📂 Stage: Stage 3 - User System (Security)
🔗 Related chapters: Flask-Login 实战 · 静态文件管理
After users enter applications such as communities and blogs, their avatar and profile are the first places to establish their personal identity. If you directly use the default gray villain, the community atmosphere will appear very "cold"; if you only rely on manual uploading, the threshold for new users will be high.
Today we will make a "combination priority plan": by default, the globally accepted Gravatar will be called at zero cost, and at the same time, a custom upload entrance will be opened, so that old users can express their individuality.
1. Zero-cost default avatar: Gravatar integration
1.1 What is Gravatar?
Gravatar (Globally Recognized Avatar) is a "global email binding avatar service" launched by the parent company of WordPress - You only need to bind your email + avatar once on the official website, and all third-party sites connected to Gravatar (such as GitHub, Stack Overflow) can automatically read your avatar without any additional storage costs.
1.2 Quickly generate Gravatar URL
Gravatar's API rules are very simple: the core is the three steps of "Preprocessing email → Obtaining MD5 hash → Splicing parameters".
import hashlib
def get_gravatar_url(email, size=80):
"""生成带默认几何回退的 Gravatar URL"""
# 邮箱预处理:严格去前后空格+转小写(Gravatar 只认这个规则!)
cleaned_email = email.strip().lower()
# 生成 32 位小写 MD5 哈希
email_hash = hashlib.md5(cleaned_email.encode()).hexdigest()
# 拼接完整 URL:默认尺寸 80px,无头像返回几何图案 identicon
return f"https://www.gravatar.com/avatar/{email_hash}?s={size}&d=identicon"
# 测试调用
print(get_gravatar_url("alice@example.com"))

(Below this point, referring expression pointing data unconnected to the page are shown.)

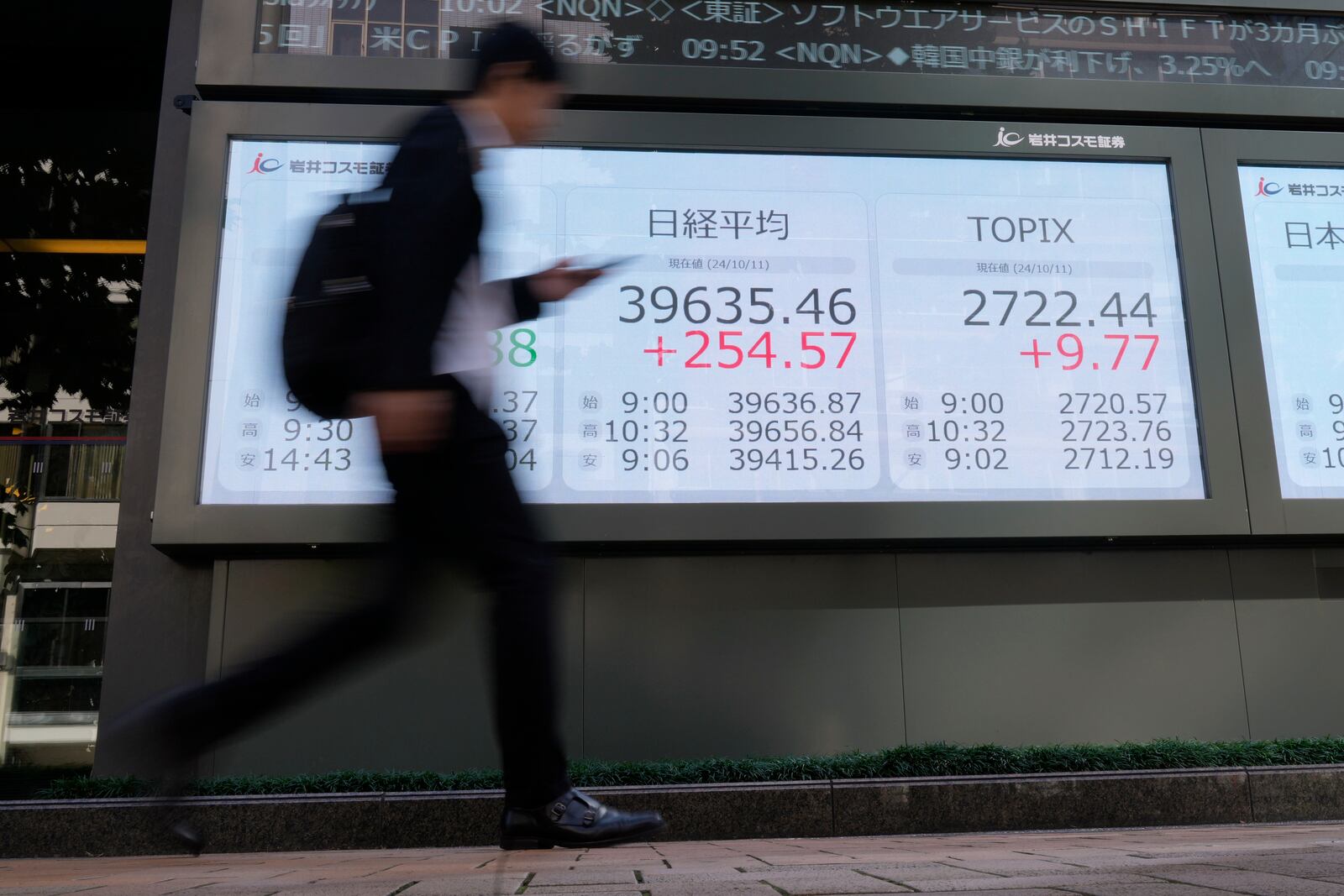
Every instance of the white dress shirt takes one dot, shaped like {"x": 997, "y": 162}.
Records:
{"x": 475, "y": 308}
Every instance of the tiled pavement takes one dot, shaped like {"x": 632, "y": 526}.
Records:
{"x": 1263, "y": 860}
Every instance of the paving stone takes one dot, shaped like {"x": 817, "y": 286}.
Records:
{"x": 813, "y": 883}
{"x": 1307, "y": 866}
{"x": 582, "y": 876}
{"x": 1247, "y": 882}
{"x": 1045, "y": 882}
{"x": 1156, "y": 888}
{"x": 924, "y": 871}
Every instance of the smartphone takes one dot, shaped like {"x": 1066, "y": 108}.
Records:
{"x": 613, "y": 261}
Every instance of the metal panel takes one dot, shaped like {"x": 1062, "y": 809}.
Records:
{"x": 1290, "y": 642}
{"x": 1066, "y": 647}
{"x": 228, "y": 65}
{"x": 421, "y": 705}
{"x": 156, "y": 600}
{"x": 1223, "y": 152}
{"x": 181, "y": 521}
{"x": 741, "y": 656}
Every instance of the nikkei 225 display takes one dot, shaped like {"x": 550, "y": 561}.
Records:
{"x": 1294, "y": 226}
{"x": 792, "y": 328}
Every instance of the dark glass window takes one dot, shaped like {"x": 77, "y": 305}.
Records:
{"x": 57, "y": 694}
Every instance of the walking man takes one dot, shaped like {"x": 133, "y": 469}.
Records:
{"x": 445, "y": 459}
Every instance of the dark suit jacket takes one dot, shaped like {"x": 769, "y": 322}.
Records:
{"x": 432, "y": 230}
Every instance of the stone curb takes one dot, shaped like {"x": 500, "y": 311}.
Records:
{"x": 306, "y": 822}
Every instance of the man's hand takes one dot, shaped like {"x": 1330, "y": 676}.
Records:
{"x": 555, "y": 284}
{"x": 409, "y": 422}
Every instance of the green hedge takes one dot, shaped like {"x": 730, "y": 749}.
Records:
{"x": 900, "y": 762}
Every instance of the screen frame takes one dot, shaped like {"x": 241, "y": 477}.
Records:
{"x": 179, "y": 520}
{"x": 228, "y": 62}
{"x": 1225, "y": 152}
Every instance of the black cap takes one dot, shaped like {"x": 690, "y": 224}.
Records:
{"x": 511, "y": 43}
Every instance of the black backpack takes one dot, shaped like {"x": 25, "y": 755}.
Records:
{"x": 329, "y": 312}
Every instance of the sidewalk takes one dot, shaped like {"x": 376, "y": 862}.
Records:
{"x": 1263, "y": 860}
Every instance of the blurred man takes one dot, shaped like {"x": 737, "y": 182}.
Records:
{"x": 445, "y": 459}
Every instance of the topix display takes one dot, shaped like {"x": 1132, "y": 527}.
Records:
{"x": 1294, "y": 228}
{"x": 780, "y": 328}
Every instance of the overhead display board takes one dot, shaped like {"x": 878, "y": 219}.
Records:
{"x": 1278, "y": 214}
{"x": 947, "y": 331}
{"x": 786, "y": 328}
{"x": 1207, "y": 58}
{"x": 987, "y": 39}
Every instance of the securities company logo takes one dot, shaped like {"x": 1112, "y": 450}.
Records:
{"x": 1268, "y": 188}
{"x": 262, "y": 165}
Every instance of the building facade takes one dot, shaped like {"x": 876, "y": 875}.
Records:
{"x": 1046, "y": 262}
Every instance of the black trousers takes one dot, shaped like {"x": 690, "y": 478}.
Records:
{"x": 457, "y": 503}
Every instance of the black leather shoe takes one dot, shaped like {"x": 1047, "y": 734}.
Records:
{"x": 575, "y": 820}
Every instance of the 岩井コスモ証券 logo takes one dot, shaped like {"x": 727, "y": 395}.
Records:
{"x": 262, "y": 165}
{"x": 1268, "y": 188}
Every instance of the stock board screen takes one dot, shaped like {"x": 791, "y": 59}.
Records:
{"x": 784, "y": 328}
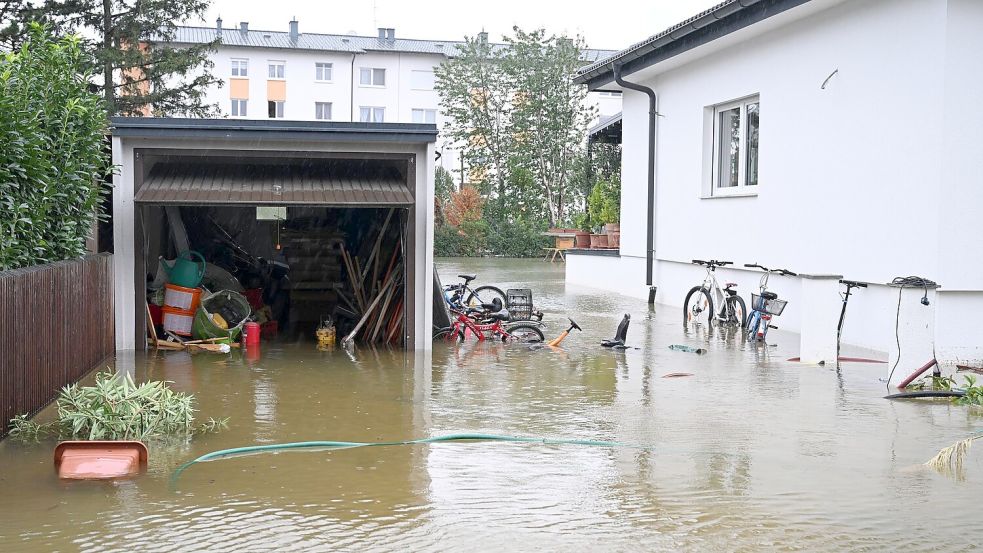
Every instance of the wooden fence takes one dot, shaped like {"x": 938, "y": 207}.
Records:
{"x": 56, "y": 324}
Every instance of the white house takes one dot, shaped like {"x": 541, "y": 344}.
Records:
{"x": 331, "y": 77}
{"x": 856, "y": 152}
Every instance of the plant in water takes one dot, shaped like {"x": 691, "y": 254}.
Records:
{"x": 115, "y": 408}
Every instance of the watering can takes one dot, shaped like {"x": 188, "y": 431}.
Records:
{"x": 185, "y": 271}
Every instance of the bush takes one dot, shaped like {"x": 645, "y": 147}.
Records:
{"x": 53, "y": 163}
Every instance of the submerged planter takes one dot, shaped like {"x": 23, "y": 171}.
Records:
{"x": 598, "y": 241}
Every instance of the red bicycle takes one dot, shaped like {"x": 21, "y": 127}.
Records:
{"x": 489, "y": 319}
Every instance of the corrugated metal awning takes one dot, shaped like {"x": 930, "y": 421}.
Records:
{"x": 361, "y": 184}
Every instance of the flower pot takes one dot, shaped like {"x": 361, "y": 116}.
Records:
{"x": 614, "y": 239}
{"x": 582, "y": 240}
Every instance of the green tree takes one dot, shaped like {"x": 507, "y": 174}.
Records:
{"x": 130, "y": 39}
{"x": 53, "y": 163}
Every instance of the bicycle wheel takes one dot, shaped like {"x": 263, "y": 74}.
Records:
{"x": 485, "y": 294}
{"x": 737, "y": 311}
{"x": 698, "y": 306}
{"x": 526, "y": 334}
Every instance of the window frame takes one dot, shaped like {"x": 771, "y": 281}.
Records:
{"x": 713, "y": 190}
{"x": 241, "y": 65}
{"x": 372, "y": 82}
{"x": 330, "y": 69}
{"x": 276, "y": 63}
{"x": 330, "y": 111}
{"x": 372, "y": 112}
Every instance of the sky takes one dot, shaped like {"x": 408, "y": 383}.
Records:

# → 输出类似:https://www.gravatar.com/avatar/5aba7...d1?s=80&d=identicon
1.3 Commonly used Gravatar parameters
We can adjust the size of the avatar, default fallback, and content rating through URL parameters. Commonly used parameters are organized into a table:
Encapsulate these parameters into a more flexible function:
def get_gravatar(
email,
size=80,
rating="g",
default="identicon"
):
"""支持多参数配置的 Gravatar URL 生成器"""
cleaned_email = email.strip().lower()
email_hash = hashlib.md5(cleaned_email.encode()).hexdigest()
return f"https://www.gravatar.com/avatar/{email_hash}?s={size}&d={default}&r={rating}"
1.4 Use it in Flask projects
We need to register this function as a Jinja2 global function so that all template files can be called directly without passing parameters or importing each time.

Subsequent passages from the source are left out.